Grad School Writing Sample
Sorry for the months long inactivity y’all! I got caught up at work and “writing” my application. That is to say, I would leave work and think about writing instead of actually writing.
Now that I have nothing to elevate my baseline anxiety anymore, I should be able to focus more on this blog. One of my new year’s resolution is to either write one big blog post a month where I do research or one short blog post a week where I just say what I want to say.
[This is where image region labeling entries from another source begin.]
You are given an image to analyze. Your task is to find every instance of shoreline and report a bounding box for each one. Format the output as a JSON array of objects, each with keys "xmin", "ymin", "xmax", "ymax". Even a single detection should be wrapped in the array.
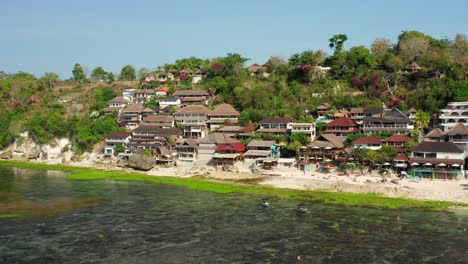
[{"xmin": 0, "ymin": 160, "xmax": 468, "ymax": 210}]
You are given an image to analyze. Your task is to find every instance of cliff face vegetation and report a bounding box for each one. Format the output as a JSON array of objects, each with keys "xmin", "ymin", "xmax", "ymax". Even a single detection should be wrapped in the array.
[{"xmin": 0, "ymin": 31, "xmax": 468, "ymax": 151}]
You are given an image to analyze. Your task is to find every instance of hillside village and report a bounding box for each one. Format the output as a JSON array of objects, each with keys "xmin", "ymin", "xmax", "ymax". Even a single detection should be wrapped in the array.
[{"xmin": 100, "ymin": 68, "xmax": 468, "ymax": 179}]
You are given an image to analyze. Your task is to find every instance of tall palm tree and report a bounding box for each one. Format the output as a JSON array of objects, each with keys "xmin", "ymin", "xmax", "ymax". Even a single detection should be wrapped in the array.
[{"xmin": 414, "ymin": 110, "xmax": 431, "ymax": 142}]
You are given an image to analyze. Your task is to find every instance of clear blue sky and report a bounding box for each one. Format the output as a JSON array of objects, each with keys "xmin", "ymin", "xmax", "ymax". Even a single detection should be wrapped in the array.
[{"xmin": 0, "ymin": 0, "xmax": 468, "ymax": 78}]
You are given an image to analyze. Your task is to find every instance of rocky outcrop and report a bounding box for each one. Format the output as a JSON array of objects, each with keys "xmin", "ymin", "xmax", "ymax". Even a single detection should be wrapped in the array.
[
  {"xmin": 0, "ymin": 150, "xmax": 13, "ymax": 159},
  {"xmin": 127, "ymin": 154, "xmax": 155, "ymax": 171},
  {"xmin": 26, "ymin": 149, "xmax": 41, "ymax": 159}
]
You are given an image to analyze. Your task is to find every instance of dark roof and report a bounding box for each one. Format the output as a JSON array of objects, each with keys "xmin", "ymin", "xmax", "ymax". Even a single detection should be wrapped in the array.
[
  {"xmin": 172, "ymin": 90, "xmax": 210, "ymax": 96},
  {"xmin": 385, "ymin": 134, "xmax": 411, "ymax": 142},
  {"xmin": 247, "ymin": 139, "xmax": 275, "ymax": 148},
  {"xmin": 260, "ymin": 117, "xmax": 292, "ymax": 124},
  {"xmin": 106, "ymin": 131, "xmax": 132, "ymax": 138},
  {"xmin": 447, "ymin": 123, "xmax": 468, "ymax": 136},
  {"xmin": 325, "ymin": 117, "xmax": 357, "ymax": 127},
  {"xmin": 215, "ymin": 142, "xmax": 245, "ymax": 152},
  {"xmin": 133, "ymin": 125, "xmax": 182, "ymax": 136},
  {"xmin": 426, "ymin": 128, "xmax": 445, "ymax": 138},
  {"xmin": 208, "ymin": 104, "xmax": 240, "ymax": 116},
  {"xmin": 353, "ymin": 136, "xmax": 382, "ymax": 145},
  {"xmin": 411, "ymin": 141, "xmax": 463, "ymax": 153}
]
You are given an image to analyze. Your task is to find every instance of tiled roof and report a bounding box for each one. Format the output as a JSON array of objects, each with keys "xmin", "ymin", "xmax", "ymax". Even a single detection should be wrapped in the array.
[
  {"xmin": 411, "ymin": 141, "xmax": 463, "ymax": 153},
  {"xmin": 385, "ymin": 134, "xmax": 411, "ymax": 142},
  {"xmin": 208, "ymin": 104, "xmax": 240, "ymax": 116},
  {"xmin": 122, "ymin": 104, "xmax": 143, "ymax": 113},
  {"xmin": 325, "ymin": 117, "xmax": 357, "ymax": 127},
  {"xmin": 215, "ymin": 142, "xmax": 245, "ymax": 152},
  {"xmin": 426, "ymin": 128, "xmax": 445, "ymax": 138},
  {"xmin": 107, "ymin": 96, "xmax": 130, "ymax": 104},
  {"xmin": 106, "ymin": 131, "xmax": 132, "ymax": 139},
  {"xmin": 198, "ymin": 133, "xmax": 238, "ymax": 145},
  {"xmin": 447, "ymin": 123, "xmax": 468, "ymax": 136},
  {"xmin": 247, "ymin": 139, "xmax": 275, "ymax": 148},
  {"xmin": 260, "ymin": 117, "xmax": 292, "ymax": 124},
  {"xmin": 353, "ymin": 136, "xmax": 382, "ymax": 145},
  {"xmin": 175, "ymin": 105, "xmax": 210, "ymax": 115},
  {"xmin": 172, "ymin": 90, "xmax": 210, "ymax": 96}
]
This blog post is the former. I present here my writing sample for grad school. This is a heavily modified version of my undergraduate thesis. My thesis was larger in scale. I explicated three different theories of dogwhistles and how they. My explanation of representational dogwhistles was devoid of any mention of relevance theory—as I was not then acquainted with it—, but my original account was not too far off from what I explicate now. Originally, I had a section on how to negate representational dogwhistle, but that was axed to save space.
How I would improve it
If I was given more than twenty pages for my writing sample (or actually followed my writing schedule and finished it earlier), I think I would have written a paper notably different from the one I did. For one, I would have written more on the relation between dogwhistles and social norm–violating beliefs. This would have required I do some more reading in the epistemology of conspiracy theories. This minor change would also enable me to produce a better rebut to the ostensive-inferential account I lay out (which is my least favourite part of my sample).
What I like most about this version was how I focused on what just one theory. I liked going in to what Khoo and how this theory in particular is incapable of explaining representational dogwhistles. I also liked reading on relevance theory and just explaining why it’s so good at explaining representational dogwhistles (and as a general theory of communication).